Scientific classification
- Kingdom: Plantae
- Clade: Tracheophytes
- Clade: Angiosperms
- Clade: Eudicots
- Clade: Rosids
- Order: Malpighiales
- Family: Euphorbiaceae
- Genus: Macaranga
- Species: M. indica
- Binomial name: Macaranga indica Wight
- Synonyms: Macaranga adenantha Gagnep.; Tanarius indicus (Wight) Kuntze; Trewia hernandifolia Roth ;

= Macaranga indica =

- Genus: Macaranga
- Species: indica
- Authority: Wight
- Conservation status: LC
- Synonyms: Macaranga adenantha Gagnep., Tanarius indicus (Wight) Kuntze, Trewia hernandifolia Roth

Species of flowering plant

Macaranga indica is a heliophilous evergreen plant native to South and Southeast Asia and China.
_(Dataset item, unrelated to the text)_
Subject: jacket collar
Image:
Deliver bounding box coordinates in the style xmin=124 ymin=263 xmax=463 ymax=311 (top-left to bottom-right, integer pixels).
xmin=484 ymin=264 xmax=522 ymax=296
A crimson colored resin called "macaranga gum" is obtained from this plant. Many parts of the plant are used for ayurvedic medicine in India and Sri Lanka.

==Description==
Macaranga indica is a resinous tree, up to 16 m tall. The grayish bark is smooth in texture. Its leaves are simple and alternately arranged, peltate, orbicular-ovate, apex is acuminate, and palmately 8 to 9-nerved. The unisexual flowers are dioecious. The one-seeded fruit is a globose capsule.